VAAI defines a set of API calls that are implemented within the storage array through amendments to the SCSI protocol. Most notably of these are the following:
• Block Zero– implemented as Write Same in SCSI, this pushes the task of zeroing out large blocks of data down to the array. In fact, Write Same could be used to write any values over a large range of data, however it’s most useful to vSphere to write zeroed out data when creating new virtual disks (VMDKs).
• Full Copy– implemented within the array as SCSI EXTENDED COPY, this feature allows bulk movement of data both within and between storage arrays, taking the load off the vSphere hypervisor when performing storage vMotion or guest cloning functions.
• Hardware Assisted Locking (HAL) – this moves the SCSI hardware lock from the LUN to the block level, improving performance on certain vSphere operations that require locking for data integrity. However, HAL will potentially resolve the issue of LUN replication, allowing I/O on both sides of a replicated LUN pair.
Virtualization and Storage Vendor Solutions
Storage vendors are starting to offer new features and products that specifically meet the needs of virtual environments.
Example 1: EMC VPLEX
EMC’s VPLEX product virtualizes the storage LUN and permits I/O to either side of a replicated LUN pair. This enables virtual guests to be moved between storage arrays (typically in geographically distant locations) with no outage and without waiting for data to be replicated.
Example 2: Compellent Live Volume
Compellent’s newly announced Live Volume feature enables a single logical LUN to be spread across multiple storage arrays. The LUN can be associated with one array and dynamically moved to another in order to meet workload balancing or DR requirements.
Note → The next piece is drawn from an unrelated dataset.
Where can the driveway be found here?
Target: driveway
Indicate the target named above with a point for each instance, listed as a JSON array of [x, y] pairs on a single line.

Virtualization and Storage: Summary
It’s clear that as virtualization continues to have a greater importance in the enterprise, storage will form a critical part in delivering that infrastructure. The features of the storage array will continue to evolve and deliver better performance, availability and resilience than could be achieved using directly attached storage (DAS) alone. Storage and virtualization are and will continue to remain, closely linked.